Дежурный бюро специальных технических мероприятий почесал затылок. «Доложить наверх или нет? – дилемма мешала спокойно выпить еще кружку кофе до прихода смены. Либо он, либо следующий дежурный был обязан сообщить. Если компьютер контроля за телефонной сетью Стокгольма выбрасывал флажок, а флажок мигал, то следовало доложить начальству. На экране мерцали имя «Ахмад Шах Масуд» и 4 телефонных номера. Первый принадлежал абоненту Мише Смушко, второй – Матвею Алехину, третий был автоматом на центральном рынке, четвертый стоял в Ринкебю на квартире. «Странная четверка, – подумал молодой ассистент. – Поляк, русский и два анонима, а говорят об одном человеке. Похоже, мафия». Забыв про кофе, постучал в кабинет старшего инспектора.

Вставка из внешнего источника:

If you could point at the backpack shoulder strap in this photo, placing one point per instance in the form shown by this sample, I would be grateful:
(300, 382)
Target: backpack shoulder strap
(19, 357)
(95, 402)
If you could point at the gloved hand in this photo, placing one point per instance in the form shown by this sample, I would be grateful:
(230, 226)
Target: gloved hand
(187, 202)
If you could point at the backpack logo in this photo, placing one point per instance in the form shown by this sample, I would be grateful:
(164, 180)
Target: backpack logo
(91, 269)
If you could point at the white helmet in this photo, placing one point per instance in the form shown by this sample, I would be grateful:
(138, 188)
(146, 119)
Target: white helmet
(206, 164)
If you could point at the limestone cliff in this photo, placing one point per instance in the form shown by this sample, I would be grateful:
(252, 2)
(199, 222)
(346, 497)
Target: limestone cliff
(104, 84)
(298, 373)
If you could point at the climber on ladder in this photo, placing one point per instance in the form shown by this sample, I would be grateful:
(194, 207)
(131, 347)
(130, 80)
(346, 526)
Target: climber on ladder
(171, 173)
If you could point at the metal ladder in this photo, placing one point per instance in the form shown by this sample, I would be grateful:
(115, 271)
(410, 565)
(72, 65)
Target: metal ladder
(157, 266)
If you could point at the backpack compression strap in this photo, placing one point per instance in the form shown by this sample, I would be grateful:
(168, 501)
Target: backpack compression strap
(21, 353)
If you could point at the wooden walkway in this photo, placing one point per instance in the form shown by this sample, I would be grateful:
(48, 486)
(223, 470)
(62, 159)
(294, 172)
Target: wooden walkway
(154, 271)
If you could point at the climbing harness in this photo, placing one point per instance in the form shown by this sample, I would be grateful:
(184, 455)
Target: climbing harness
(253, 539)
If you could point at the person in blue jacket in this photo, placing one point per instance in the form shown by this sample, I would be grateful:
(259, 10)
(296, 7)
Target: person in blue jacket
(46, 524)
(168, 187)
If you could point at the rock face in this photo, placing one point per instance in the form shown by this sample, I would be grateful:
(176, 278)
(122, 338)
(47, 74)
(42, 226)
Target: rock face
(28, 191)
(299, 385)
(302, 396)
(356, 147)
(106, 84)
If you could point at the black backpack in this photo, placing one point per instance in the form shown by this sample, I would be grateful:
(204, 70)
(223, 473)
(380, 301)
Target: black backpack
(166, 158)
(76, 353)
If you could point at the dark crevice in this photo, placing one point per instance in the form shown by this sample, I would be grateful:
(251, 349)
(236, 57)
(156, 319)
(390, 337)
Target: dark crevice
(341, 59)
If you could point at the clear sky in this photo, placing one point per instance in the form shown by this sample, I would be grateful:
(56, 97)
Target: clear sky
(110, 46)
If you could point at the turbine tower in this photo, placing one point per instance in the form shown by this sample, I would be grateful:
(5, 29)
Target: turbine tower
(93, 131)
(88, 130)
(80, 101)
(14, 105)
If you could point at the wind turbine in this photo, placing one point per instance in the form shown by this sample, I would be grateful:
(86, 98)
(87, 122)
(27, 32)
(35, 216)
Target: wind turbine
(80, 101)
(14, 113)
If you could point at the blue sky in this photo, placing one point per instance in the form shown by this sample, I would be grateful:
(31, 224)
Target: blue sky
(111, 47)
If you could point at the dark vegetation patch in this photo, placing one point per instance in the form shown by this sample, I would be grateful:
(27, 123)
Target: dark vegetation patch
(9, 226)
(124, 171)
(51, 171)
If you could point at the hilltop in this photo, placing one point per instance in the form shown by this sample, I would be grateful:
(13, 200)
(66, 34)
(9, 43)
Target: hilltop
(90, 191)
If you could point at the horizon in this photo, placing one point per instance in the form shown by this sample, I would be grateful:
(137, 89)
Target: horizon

Арне Лагерфельт пребывал в плохом настроении: начальство требовало результатов, а сотрудников мало. Установили систему наблюдения за телефонами, которая в основном покрывала запросы следователей. Суд неохотно разрешал прослушку даже в обоснованных случаях, а преступники осторожничали в разговорах. Еще хуже с контртеррористическими функциями, требующими превентивных действий. Правда, СЭПО (госбезопасность!) уговорила министра юстиции и получила поблажки в телефонном серфинге. Пока этот сегмент системы функционировал в тестовом режиме.